The team built a 50-centimetre-long rubber fish modelled on a member of the pike family called the chain pickerel. Running lengthwise inside was a metal strip bent into a C-shape and kept that way by a clamping mechanism. When released by an external pneumatic actuator, the potential energy of the bent strip is converted into kinetic energy, causing the model's tail to whip one way and then the other.
Under water this resulted in an acceleration of just over 4 g, eight times that achieved by previous robotic fish.

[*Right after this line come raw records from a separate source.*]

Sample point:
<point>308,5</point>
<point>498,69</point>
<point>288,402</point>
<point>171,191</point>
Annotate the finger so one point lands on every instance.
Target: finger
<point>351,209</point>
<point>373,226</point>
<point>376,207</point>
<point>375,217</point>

In his 2002 story Slow Life, science fiction author Michael Swanwick writes about robot fish who help explore distant worlds:
Consuelo carefully cleaned both of her suit’s gloves in the sea, then seized the shrink-wrap’s zip tab and yanked. The plastic parted. Awkwardly, she straddled the fish, lifted it by the two side-handles, and walked it into the dark slush.
She set the fish down. "Now I’m turning it on."
The Mitsubishi turbot wriggled, as if alive. With one fluid motion, it surged forward, plunged, and was gone.